Gaël Davrinche

Plasticien en résidence

Gaël Davrinche et Sarah Jérôme ont l’idée géniale de « délocaliser » leur magnifique atelier de Montreuil à La Londe-les-Maures, sur le domaine de Figuière.

Leurs toiles grands formats, leurs châssis, leur matériel, leurs centaines de pinceaux, de tubes de peinture, vont venir remplacer le temps du Figuière-Festival les machines agricoles et autres tracteurs dans le grand « hangar vert » du domaine. Plus qu’un atelier, cela deviendra une véritable « installation » in situ, entre Work In Progress, exposition, spectacle (avec la participation de la chanteuse Ruppert Pumpkin en live pendant qu’ils peignent), …

Durant toute la durée de l’installation du Figuière-Festival  vous pouvez venir les voir peindre, performer, jeter leur peinture, se battre avec leurs toiles. Tous les soirs de spectacle bien sur à partir de 19h30, mais aussi pendant la durée de l’installation du festival à partir du 18 juillet, en journée. (se renseigner au caveau de dégustation en arrivant sur le domaine pour l’accès au « hangar vert »)

 

Gaël Davrinche a actuellement deux expositions personnelles : une à Singapour et une au Château de la Trémolière en France. C’est donc une grande chance pour le Figuière-festival que d’accueillir cet artiste prolifique et multi-exposé.

Diplômé de l’école nationale supérieure des Beaux-Arts de Paris en 2000, professeur de dessin contemporain et de peinture aux Ateliers de Sèvres depuis 2007, il mène depuis lors une carrière artistique internationale, collaborant à des expositions aussi bien en Europe (France, Italie, Allemagne, Belgique, Royaume-Uni, Suisse, etc.) qu’en Asie (Chine, Hong Kong, Singapour, Corée du Sud).

L’œuvre  de Gaël Davrinche, qui se décline sous la forme de peintures, dessins, sculptures ou encore estampes, réinvestit principalement les genres classiques du portrait et de la nature morte dans un dialogue plastique entre la tradition et la déconstruction complète de cette dernière. Ses premières peintures analysent et retranscrivent, sur des toiles de grands formats, l’acte essentiel et spontané que génère le dessin d’enfant. « Les Revisités », une série d’œuvres directement adaptées de celles des grands maîtres de l’histoire de l’art,  brosse une galerie de portraits de ses peintres référents, entre hommage et irrévérence.

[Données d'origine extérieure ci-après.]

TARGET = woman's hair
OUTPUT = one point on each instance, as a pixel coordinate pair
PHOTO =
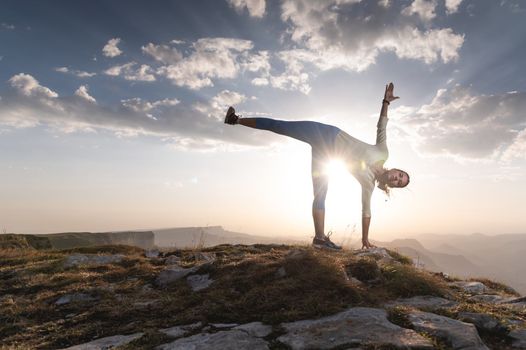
(385, 187)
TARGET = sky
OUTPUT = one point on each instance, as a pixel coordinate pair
(111, 113)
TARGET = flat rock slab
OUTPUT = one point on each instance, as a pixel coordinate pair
(106, 343)
(457, 334)
(199, 282)
(92, 259)
(482, 321)
(179, 331)
(518, 337)
(423, 302)
(172, 274)
(224, 340)
(471, 287)
(353, 327)
(74, 298)
(255, 329)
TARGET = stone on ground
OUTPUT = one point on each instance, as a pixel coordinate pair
(355, 326)
(457, 334)
(423, 302)
(92, 259)
(106, 343)
(224, 340)
(255, 329)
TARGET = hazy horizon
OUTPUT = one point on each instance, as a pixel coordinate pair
(111, 113)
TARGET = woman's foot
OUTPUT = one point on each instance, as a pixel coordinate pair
(231, 117)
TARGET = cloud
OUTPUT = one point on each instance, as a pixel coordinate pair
(129, 72)
(211, 58)
(423, 8)
(463, 125)
(111, 49)
(82, 92)
(26, 103)
(256, 8)
(29, 86)
(350, 34)
(452, 6)
(78, 73)
(7, 26)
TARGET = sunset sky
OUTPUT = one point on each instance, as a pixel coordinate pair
(111, 113)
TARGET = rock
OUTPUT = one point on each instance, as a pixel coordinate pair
(152, 253)
(172, 260)
(224, 340)
(295, 254)
(518, 338)
(471, 287)
(92, 259)
(255, 329)
(482, 321)
(107, 343)
(74, 298)
(224, 325)
(280, 273)
(459, 335)
(179, 331)
(353, 327)
(199, 282)
(172, 274)
(384, 255)
(423, 302)
(488, 298)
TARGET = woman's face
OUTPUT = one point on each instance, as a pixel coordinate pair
(397, 178)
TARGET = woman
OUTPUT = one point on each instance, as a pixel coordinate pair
(364, 161)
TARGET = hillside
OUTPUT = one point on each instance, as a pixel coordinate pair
(247, 297)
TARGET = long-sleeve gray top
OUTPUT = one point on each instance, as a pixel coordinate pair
(360, 157)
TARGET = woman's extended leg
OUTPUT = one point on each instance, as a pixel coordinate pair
(318, 135)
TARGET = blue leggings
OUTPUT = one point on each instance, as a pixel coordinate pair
(320, 136)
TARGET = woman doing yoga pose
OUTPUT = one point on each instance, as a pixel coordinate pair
(364, 161)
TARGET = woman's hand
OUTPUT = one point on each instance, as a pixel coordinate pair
(389, 96)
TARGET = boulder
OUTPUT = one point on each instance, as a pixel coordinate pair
(179, 331)
(457, 334)
(92, 259)
(106, 343)
(518, 338)
(224, 340)
(74, 298)
(471, 287)
(353, 327)
(199, 282)
(483, 322)
(423, 302)
(172, 274)
(255, 329)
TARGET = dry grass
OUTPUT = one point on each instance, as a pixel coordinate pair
(268, 283)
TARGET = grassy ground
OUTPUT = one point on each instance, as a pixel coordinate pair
(268, 283)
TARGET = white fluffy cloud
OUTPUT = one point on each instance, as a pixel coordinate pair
(423, 8)
(82, 92)
(461, 124)
(111, 49)
(27, 103)
(29, 86)
(452, 6)
(211, 58)
(129, 72)
(78, 73)
(350, 34)
(256, 8)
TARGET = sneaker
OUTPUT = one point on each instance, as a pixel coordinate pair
(325, 243)
(231, 117)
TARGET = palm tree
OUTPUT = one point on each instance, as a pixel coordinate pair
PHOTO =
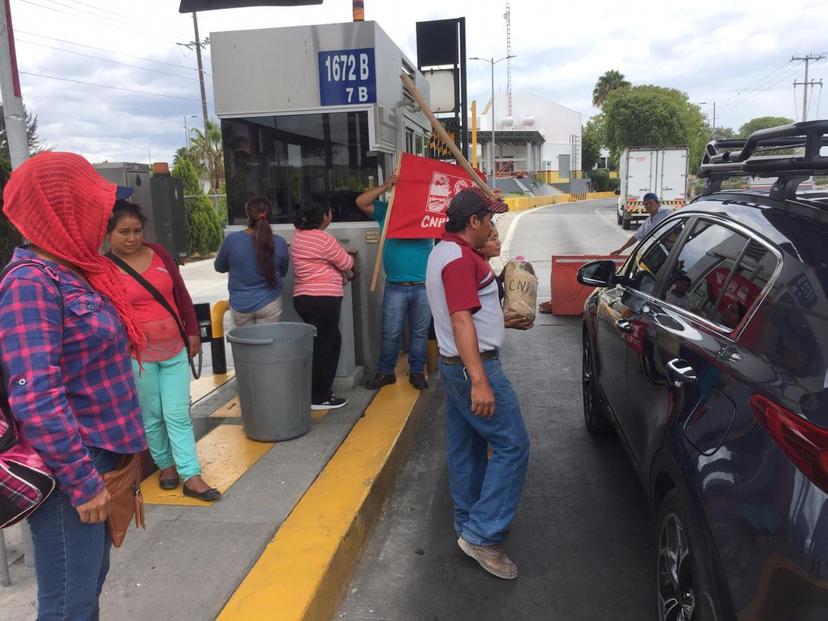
(206, 147)
(607, 83)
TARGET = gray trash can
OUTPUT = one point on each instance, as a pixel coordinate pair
(273, 372)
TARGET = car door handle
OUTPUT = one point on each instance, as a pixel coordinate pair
(681, 372)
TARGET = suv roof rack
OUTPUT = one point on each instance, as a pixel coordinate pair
(724, 159)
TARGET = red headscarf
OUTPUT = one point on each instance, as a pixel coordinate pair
(62, 205)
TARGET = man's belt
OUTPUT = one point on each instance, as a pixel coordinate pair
(457, 360)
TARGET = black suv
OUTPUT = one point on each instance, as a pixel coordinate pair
(708, 354)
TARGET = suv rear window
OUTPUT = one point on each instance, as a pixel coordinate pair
(701, 280)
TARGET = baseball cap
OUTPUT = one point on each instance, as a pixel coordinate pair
(473, 201)
(123, 192)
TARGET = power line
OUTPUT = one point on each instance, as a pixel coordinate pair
(116, 88)
(108, 24)
(805, 84)
(107, 60)
(755, 86)
(101, 49)
(119, 18)
(748, 95)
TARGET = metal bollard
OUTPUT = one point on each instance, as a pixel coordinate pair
(217, 347)
(211, 329)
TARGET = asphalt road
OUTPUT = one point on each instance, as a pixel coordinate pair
(582, 538)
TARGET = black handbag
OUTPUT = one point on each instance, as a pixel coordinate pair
(25, 480)
(156, 294)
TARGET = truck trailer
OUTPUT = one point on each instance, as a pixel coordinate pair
(662, 170)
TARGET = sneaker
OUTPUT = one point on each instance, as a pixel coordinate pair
(492, 558)
(418, 380)
(380, 380)
(334, 403)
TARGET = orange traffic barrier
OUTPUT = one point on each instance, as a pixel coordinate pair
(568, 295)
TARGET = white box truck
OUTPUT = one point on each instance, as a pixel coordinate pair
(662, 170)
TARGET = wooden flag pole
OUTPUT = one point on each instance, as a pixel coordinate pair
(387, 219)
(443, 135)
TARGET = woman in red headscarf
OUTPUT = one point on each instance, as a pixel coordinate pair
(66, 332)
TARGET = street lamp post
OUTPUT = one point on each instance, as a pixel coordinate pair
(492, 62)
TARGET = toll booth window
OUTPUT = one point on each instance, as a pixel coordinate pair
(289, 158)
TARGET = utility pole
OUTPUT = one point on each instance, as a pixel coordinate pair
(805, 83)
(197, 45)
(13, 112)
(713, 130)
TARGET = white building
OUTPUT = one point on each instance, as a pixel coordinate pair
(540, 136)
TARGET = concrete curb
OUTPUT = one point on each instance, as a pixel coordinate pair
(306, 568)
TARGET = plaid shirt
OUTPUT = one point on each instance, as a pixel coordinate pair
(69, 377)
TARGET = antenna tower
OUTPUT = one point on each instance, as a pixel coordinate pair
(508, 17)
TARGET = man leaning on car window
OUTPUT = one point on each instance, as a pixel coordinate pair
(657, 214)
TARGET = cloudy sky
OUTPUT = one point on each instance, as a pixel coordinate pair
(107, 79)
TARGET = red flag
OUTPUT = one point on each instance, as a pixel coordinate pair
(422, 196)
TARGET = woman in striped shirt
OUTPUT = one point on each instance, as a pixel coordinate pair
(322, 268)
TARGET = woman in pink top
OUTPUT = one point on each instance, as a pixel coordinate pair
(162, 376)
(322, 268)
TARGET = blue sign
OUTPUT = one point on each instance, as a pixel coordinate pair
(347, 77)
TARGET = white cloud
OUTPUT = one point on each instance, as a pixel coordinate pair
(728, 52)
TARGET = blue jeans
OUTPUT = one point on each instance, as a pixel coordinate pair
(485, 492)
(401, 303)
(71, 558)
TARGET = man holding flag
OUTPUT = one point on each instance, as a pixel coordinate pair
(405, 296)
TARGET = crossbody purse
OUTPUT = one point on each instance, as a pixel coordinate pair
(158, 297)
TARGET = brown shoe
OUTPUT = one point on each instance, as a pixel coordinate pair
(492, 558)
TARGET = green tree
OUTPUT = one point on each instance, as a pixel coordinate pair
(654, 116)
(204, 232)
(592, 139)
(9, 237)
(611, 80)
(206, 147)
(762, 122)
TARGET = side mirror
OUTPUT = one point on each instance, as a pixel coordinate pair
(597, 274)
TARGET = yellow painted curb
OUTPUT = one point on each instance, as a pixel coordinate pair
(304, 571)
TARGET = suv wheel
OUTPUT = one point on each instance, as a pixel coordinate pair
(684, 588)
(595, 417)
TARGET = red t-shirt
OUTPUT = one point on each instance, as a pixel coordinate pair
(163, 336)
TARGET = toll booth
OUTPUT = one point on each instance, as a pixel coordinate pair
(318, 110)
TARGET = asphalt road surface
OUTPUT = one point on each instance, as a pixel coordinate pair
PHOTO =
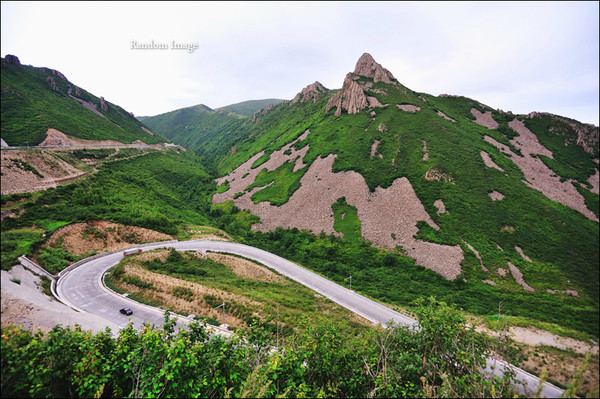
(82, 289)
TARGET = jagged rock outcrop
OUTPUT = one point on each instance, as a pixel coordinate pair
(368, 67)
(353, 97)
(312, 92)
(12, 59)
(256, 115)
(60, 75)
(103, 104)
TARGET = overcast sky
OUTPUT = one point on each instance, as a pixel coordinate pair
(519, 57)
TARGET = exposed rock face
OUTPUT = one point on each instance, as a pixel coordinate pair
(60, 75)
(443, 115)
(352, 97)
(12, 59)
(488, 161)
(103, 104)
(496, 196)
(256, 116)
(537, 175)
(388, 216)
(368, 67)
(312, 92)
(588, 135)
(408, 107)
(485, 119)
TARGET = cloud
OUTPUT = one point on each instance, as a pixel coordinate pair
(526, 55)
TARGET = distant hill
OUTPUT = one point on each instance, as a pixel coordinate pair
(493, 201)
(247, 108)
(191, 126)
(37, 99)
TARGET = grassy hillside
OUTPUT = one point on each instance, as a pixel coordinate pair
(560, 241)
(160, 191)
(247, 108)
(36, 99)
(191, 127)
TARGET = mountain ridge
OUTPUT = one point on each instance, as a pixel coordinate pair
(35, 99)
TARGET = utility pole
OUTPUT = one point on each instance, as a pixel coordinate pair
(349, 278)
(223, 306)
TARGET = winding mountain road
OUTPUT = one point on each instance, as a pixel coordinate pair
(82, 289)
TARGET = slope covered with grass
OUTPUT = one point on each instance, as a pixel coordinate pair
(37, 99)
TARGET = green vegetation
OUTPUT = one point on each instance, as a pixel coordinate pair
(159, 191)
(279, 184)
(247, 108)
(346, 220)
(396, 280)
(169, 192)
(320, 360)
(30, 107)
(277, 304)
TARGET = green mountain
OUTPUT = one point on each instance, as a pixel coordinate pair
(409, 194)
(192, 126)
(37, 99)
(247, 108)
(484, 206)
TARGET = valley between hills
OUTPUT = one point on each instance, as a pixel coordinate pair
(410, 195)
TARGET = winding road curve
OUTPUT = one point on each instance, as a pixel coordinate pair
(82, 289)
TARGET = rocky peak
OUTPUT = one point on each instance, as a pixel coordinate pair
(352, 97)
(60, 75)
(368, 67)
(313, 92)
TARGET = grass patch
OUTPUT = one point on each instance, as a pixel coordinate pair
(346, 219)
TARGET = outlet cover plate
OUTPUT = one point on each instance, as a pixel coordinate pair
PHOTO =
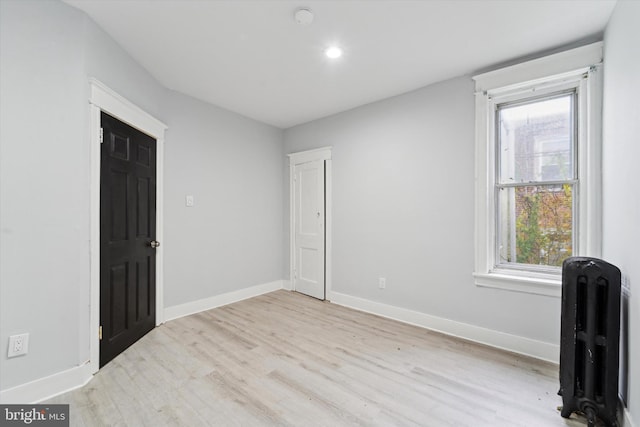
(18, 345)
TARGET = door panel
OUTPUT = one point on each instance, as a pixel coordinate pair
(127, 226)
(309, 214)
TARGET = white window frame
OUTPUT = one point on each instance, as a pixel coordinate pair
(580, 68)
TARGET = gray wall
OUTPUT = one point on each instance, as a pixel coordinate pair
(621, 188)
(232, 165)
(44, 176)
(403, 208)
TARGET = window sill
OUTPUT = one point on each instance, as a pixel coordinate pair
(548, 286)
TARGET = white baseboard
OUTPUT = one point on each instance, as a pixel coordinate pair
(204, 304)
(47, 387)
(513, 343)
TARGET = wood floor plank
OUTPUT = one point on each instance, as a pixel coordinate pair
(289, 360)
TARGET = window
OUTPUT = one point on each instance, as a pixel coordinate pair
(537, 168)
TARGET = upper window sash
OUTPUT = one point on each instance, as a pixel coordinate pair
(579, 69)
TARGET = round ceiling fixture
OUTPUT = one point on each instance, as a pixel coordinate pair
(303, 16)
(333, 52)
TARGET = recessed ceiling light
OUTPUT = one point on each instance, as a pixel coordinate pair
(333, 52)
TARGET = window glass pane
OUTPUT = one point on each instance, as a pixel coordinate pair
(535, 224)
(536, 140)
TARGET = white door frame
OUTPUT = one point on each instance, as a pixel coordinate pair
(299, 158)
(102, 98)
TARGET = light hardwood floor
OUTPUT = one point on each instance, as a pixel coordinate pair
(287, 359)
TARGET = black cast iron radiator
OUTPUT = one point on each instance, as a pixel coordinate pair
(590, 336)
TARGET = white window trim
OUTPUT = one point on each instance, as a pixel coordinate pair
(551, 70)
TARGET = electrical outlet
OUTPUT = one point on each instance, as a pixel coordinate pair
(18, 345)
(626, 285)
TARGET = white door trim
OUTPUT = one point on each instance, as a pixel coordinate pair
(102, 98)
(299, 158)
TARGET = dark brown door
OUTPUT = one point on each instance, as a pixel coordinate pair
(127, 230)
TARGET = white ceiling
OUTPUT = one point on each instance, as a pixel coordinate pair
(251, 57)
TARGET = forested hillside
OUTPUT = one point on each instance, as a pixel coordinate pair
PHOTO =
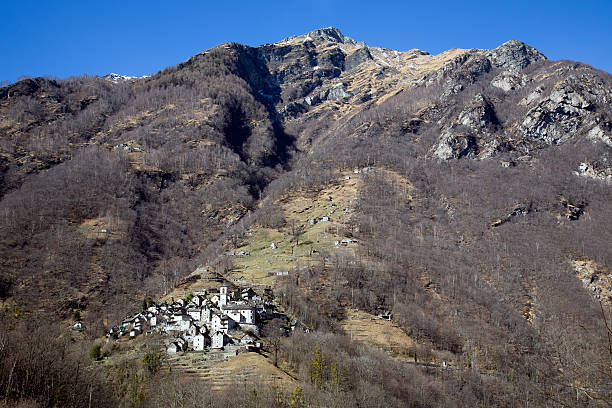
(482, 218)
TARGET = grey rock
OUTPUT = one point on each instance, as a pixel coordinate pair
(509, 81)
(358, 57)
(514, 55)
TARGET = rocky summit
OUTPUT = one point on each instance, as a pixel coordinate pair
(312, 222)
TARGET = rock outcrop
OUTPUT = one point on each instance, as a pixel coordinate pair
(514, 55)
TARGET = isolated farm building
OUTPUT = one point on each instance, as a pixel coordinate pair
(173, 348)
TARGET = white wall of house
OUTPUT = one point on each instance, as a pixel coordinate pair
(199, 342)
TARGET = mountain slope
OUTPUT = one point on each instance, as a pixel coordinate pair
(466, 192)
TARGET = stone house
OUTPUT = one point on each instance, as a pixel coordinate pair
(219, 340)
(200, 341)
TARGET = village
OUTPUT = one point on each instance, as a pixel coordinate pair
(222, 320)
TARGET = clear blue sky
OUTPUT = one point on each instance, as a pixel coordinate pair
(64, 38)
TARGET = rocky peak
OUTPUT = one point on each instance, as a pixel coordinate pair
(321, 35)
(514, 55)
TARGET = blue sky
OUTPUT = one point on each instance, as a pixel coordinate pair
(65, 38)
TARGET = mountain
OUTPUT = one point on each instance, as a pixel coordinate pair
(466, 193)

Posant la question de la légitimité du portrait peint, à l’heure où la commande n’existe plus, Davrinche affine sa pensée au fil des ans, notamment avec les séries « Under the skin » ou « Kalashnikov ».

Habité alors d’une angoisse exacerbée par les menaces écologiques pesant sur notre planète, il peint également des rangées de fleurs sur des toiles monumentales qui, atteignant parfois les 6 mètres de longueur, accentuent l’impression de démesure face à la nature.